Nowhere was this more evident that in the Kennedy brothers’ obsession with eliminating Castro. Soon after the botched Bay of Pigs escapade, in 1961, the Kennedys had the CIA develop Operation Mongoose, a secret program aimed at killing Castro and driving the Communists out of Cuba. The Cuban Missile Crisis was an event that sooner or later had to happen.

It was that terrifying event which Robert McNamara later admitted in “The Fog of War” documentary film brought nuclear war closer than anyone outside JFK’s tight inner circle realized. Hodgson praises JFK’s role in resisting pressure to bomb Cuba and organize a naval quarantine—an act of war. But he does note that the White House staff and especially RFK created the myth that he coolly faced down Khrushchev, looked him in the eye, and dared him to start a fight.

Actually, a back-channel Russian concession to settle the issue was eagerly accepted by the U.S. It required the removal of outdated American missiles from Turkey and more potent Russian missiles from Cuba. I remember standing near the Isaiah Stone at the UN on the very day a Russian ship carrying missiles for Cuba turned back and a crowd of relieved Americans erupted in cheers. The truth is that JFK and Khrushchev were deeply alarmed by the Cuban crisis. They “had looked over the edge which opened into the nuclear abyss,” writes Hodgson, and experienced “the cold dread of realizing that their actions could unleash the ultimate horror. In their different ways, each drew the same conclusion: nuclear war must be made impossible.”

Would JFK have committed a half million troops to the Vietnam War? Hodgson thinks he would have done as LBJ had, given the fact that he and his advisors, plus his influential hardline brother, were convinced cold warriors. But others, also close to JFK, and notably Gordon Goldstein, McGeorge Bundy’s amanuenses, researcher and ghost writer, whose “Lessons in Disaster: McGeorge Bundy and the Path to War in Vietnam” based on the pro-war Bundy’s notes and recollections, concluded otherwise. Obviously, we’ll never know.
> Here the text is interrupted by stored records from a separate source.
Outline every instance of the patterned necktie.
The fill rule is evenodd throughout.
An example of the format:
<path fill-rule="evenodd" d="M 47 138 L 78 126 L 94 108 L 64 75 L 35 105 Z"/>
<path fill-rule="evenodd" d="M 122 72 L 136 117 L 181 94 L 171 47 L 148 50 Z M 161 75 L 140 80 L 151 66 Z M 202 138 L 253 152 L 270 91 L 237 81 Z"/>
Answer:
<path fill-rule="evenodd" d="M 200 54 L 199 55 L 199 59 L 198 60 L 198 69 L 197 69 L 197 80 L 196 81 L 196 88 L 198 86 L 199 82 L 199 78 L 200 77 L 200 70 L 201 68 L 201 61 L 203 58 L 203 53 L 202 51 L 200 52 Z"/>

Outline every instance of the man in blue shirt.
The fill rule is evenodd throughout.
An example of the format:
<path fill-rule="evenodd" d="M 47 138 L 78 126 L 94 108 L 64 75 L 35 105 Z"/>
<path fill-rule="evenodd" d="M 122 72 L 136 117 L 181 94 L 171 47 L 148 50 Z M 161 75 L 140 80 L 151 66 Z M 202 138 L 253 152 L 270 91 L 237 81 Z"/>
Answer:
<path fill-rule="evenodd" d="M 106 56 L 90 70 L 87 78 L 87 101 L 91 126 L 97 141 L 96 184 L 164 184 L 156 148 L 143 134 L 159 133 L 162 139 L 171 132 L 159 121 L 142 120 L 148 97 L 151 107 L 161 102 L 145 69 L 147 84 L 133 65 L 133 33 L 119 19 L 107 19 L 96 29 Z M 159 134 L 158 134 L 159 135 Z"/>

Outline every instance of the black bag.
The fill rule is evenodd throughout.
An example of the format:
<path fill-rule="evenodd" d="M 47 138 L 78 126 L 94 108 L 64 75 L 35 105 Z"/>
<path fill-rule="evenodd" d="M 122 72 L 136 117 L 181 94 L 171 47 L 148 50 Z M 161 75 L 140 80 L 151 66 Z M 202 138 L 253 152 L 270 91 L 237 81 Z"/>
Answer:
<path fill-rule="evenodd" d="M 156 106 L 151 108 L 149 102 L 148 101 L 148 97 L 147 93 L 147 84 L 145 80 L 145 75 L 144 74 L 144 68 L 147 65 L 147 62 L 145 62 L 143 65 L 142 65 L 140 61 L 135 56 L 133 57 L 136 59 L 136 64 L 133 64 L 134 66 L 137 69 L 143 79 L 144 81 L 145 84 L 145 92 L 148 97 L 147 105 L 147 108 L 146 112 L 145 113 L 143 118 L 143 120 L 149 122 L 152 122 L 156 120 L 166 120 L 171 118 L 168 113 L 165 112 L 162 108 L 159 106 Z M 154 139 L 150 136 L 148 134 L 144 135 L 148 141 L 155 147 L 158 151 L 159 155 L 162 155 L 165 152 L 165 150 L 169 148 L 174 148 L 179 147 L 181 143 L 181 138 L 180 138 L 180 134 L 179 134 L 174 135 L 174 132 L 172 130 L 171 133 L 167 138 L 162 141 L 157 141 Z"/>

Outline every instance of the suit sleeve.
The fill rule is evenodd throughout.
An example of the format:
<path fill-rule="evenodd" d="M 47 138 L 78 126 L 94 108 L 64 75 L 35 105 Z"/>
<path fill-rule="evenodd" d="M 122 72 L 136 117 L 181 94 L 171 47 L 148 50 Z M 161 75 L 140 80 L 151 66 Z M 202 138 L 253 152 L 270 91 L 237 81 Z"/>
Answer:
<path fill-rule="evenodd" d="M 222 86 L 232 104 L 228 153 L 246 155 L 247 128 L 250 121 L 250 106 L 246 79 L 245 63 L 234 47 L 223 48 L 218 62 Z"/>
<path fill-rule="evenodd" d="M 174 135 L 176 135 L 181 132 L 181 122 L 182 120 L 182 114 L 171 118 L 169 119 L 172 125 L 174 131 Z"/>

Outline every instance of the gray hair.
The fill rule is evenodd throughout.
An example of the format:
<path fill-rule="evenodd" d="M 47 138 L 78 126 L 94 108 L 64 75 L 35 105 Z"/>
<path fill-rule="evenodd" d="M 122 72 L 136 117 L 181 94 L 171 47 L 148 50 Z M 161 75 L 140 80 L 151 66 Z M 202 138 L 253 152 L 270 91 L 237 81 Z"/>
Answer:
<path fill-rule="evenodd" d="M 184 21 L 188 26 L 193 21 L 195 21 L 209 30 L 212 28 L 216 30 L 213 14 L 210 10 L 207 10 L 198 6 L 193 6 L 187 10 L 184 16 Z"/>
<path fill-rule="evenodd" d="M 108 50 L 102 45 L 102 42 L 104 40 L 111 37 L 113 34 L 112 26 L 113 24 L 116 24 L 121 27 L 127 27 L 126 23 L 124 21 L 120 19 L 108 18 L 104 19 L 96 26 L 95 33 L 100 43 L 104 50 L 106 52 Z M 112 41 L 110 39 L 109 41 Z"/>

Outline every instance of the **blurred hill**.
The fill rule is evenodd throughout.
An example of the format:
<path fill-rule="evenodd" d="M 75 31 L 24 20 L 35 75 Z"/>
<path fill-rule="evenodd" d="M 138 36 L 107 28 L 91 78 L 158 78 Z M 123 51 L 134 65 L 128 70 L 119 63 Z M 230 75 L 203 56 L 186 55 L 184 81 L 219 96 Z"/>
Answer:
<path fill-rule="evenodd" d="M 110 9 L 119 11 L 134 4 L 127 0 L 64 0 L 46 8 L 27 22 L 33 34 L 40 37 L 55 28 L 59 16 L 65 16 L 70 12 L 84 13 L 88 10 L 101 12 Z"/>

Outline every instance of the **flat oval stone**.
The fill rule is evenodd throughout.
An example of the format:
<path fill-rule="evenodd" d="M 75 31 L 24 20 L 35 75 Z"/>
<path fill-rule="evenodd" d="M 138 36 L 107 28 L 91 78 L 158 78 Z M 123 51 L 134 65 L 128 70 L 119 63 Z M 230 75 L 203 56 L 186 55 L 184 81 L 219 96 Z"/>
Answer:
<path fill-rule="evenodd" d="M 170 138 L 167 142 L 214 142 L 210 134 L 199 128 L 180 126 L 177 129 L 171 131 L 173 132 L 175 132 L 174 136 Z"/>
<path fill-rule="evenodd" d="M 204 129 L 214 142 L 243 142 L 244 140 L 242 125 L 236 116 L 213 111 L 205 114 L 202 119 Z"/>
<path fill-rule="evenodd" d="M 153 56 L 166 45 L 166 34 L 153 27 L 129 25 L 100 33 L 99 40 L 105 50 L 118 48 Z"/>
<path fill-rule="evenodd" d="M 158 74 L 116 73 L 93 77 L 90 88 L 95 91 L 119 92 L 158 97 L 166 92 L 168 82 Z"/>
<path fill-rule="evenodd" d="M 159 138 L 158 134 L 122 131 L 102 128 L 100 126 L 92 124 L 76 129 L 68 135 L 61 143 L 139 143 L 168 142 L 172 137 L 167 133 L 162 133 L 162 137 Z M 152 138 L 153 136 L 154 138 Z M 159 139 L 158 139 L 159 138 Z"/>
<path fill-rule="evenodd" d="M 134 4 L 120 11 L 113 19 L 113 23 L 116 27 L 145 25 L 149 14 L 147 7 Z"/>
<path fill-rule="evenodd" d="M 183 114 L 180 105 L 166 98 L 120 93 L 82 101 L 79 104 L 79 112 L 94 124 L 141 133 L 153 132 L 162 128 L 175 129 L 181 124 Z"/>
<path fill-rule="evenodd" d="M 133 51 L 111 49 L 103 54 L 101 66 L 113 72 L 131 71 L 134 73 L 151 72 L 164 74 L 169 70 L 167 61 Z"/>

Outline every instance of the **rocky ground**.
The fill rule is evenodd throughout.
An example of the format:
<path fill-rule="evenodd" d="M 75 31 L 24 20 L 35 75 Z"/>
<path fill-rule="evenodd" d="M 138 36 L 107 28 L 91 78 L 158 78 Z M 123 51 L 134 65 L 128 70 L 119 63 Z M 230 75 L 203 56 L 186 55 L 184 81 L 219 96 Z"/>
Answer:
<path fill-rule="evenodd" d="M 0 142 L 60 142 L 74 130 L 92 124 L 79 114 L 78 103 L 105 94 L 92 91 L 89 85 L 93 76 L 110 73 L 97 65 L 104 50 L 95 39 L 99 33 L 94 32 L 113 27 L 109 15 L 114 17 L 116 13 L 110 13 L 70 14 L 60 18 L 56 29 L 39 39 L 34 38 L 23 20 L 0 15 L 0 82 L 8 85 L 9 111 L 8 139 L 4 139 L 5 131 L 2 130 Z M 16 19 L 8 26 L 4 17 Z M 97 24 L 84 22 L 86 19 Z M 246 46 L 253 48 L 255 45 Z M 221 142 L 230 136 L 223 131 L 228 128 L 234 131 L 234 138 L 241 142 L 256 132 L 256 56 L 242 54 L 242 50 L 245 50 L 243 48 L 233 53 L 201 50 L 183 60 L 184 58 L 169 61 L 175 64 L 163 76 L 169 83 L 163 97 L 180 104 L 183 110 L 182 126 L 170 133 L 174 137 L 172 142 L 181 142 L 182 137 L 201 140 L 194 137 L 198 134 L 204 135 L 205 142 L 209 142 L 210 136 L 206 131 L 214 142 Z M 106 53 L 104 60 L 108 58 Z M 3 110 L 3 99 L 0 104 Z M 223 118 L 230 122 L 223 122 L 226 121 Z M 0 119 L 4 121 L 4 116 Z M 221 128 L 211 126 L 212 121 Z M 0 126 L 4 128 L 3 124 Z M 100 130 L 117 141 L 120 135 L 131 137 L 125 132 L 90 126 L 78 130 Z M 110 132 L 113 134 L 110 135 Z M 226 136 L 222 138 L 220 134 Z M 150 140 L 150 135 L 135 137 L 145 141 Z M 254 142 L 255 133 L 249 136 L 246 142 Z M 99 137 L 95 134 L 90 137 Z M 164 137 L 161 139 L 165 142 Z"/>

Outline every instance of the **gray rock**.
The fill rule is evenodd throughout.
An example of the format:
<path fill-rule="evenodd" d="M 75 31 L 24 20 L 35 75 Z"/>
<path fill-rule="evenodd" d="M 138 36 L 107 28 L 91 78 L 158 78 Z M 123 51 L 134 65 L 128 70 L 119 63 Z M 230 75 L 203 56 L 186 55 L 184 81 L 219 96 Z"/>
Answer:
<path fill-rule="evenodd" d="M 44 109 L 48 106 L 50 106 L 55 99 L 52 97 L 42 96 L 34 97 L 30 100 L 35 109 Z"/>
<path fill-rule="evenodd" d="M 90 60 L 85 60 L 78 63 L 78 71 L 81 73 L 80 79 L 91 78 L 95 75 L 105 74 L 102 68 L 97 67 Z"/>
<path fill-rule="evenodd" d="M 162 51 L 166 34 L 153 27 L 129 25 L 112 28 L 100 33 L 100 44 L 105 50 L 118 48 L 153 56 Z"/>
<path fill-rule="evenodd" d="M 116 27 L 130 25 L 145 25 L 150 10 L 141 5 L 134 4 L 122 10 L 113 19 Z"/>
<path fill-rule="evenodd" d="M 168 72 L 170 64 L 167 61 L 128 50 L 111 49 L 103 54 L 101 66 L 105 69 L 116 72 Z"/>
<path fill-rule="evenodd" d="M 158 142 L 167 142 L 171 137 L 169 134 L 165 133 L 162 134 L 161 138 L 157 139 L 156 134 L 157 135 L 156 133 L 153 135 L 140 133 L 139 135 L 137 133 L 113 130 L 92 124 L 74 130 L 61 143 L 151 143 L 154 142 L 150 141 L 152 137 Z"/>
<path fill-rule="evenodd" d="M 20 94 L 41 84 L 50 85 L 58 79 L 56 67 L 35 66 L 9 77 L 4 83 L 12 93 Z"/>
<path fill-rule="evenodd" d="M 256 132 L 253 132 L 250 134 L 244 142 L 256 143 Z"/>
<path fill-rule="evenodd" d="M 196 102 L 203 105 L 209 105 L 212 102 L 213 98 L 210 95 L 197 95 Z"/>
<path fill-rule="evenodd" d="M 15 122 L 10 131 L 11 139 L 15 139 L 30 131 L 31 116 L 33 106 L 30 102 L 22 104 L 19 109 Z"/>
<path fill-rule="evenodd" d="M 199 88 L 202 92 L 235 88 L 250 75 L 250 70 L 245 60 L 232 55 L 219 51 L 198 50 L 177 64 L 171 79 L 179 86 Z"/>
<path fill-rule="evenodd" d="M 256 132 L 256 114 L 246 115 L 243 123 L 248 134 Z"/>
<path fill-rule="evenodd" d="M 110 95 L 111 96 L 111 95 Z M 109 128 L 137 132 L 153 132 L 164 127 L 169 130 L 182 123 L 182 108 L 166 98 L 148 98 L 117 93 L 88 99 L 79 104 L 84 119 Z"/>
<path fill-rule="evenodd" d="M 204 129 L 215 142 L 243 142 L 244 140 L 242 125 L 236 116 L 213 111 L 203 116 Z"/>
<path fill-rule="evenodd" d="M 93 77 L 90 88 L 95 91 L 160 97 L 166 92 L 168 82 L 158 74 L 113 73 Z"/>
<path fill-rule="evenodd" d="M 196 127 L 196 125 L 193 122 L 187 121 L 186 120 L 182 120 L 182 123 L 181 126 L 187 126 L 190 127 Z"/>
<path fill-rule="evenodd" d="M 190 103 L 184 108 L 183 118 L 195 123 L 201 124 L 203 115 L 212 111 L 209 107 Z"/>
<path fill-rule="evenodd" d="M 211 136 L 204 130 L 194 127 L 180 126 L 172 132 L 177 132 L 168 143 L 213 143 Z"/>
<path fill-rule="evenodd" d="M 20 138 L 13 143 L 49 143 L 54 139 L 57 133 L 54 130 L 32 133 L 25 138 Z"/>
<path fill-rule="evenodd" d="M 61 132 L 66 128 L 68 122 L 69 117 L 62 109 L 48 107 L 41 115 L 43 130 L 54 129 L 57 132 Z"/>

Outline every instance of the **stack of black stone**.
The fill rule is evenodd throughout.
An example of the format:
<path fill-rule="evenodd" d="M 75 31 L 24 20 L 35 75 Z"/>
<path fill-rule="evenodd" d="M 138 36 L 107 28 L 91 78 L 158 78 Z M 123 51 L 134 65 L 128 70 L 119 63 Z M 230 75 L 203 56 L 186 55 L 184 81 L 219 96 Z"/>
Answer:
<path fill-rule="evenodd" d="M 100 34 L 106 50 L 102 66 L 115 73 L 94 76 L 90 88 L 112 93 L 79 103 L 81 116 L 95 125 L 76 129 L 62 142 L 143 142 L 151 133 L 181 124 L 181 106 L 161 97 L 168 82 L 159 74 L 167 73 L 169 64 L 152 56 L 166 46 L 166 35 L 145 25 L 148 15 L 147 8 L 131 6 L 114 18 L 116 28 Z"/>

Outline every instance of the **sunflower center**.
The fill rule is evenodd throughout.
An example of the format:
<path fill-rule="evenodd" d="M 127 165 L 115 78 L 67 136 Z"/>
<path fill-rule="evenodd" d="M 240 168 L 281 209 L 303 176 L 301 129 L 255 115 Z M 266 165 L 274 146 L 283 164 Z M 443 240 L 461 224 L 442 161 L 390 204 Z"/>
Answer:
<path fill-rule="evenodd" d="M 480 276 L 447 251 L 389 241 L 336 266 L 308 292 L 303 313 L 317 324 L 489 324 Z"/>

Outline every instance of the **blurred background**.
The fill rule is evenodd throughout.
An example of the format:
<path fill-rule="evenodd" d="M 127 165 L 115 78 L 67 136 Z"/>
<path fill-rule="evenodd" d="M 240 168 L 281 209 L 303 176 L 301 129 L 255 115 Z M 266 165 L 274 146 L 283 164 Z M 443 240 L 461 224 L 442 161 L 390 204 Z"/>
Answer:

What Hodgson does well is describe a largely undetected political earthquake that, as late as 1968, had many pundits mistakenly viewing the New Left and Black Power as permanent fixtures. What was missed was the anger felt by many working and lower middle class whites who saw themselves as victims of “reverse discrimination” and overlooked by LBJ’s civil rights triumphs. In 1968, the symbol of their resentment, George Wallace, ran on a platform of “law and order,” and pro-segregation and drew a surprisingly large white vote in Northern and Midwestern states, the traditional home of Democratic Party loyalists.

The Wallace vote meant that many whites abandoned the Democratic Party and would eventually turn into Reagan Democrats. When in 1972 Nixon won by a landslide over the antiwar liberal George McGovern, it marked the end of FDR’s New Deal and LBJ’s hope that his Great Society would see a rebirth. It was then that Ronald Reagan preached that the federal government was our enemy, the same Reagan who opened his presidential campaign in Philadelphia, Mississippi, not far from where Michael Scherer, Andrew Goodman and James Cheney had been killed by the town’s racists. Then Reagan’s PR gimmick, the “Morning in America” catchphrase, went viral. Democrats were cowed. The Conservative Revolution had arrived. and JFK and LBJ were history.

Still, like most 20th Century occupants of the White House—save, arguably, FDR—JFK and LBJ and their successors were men of limited capacity when it came to resolving questions of war and peace and establishing economic and racial justice at home. JFK, and LBJ especially, tried to deliver “guns and butter” but could not. It’s a mixture that doesn’t work.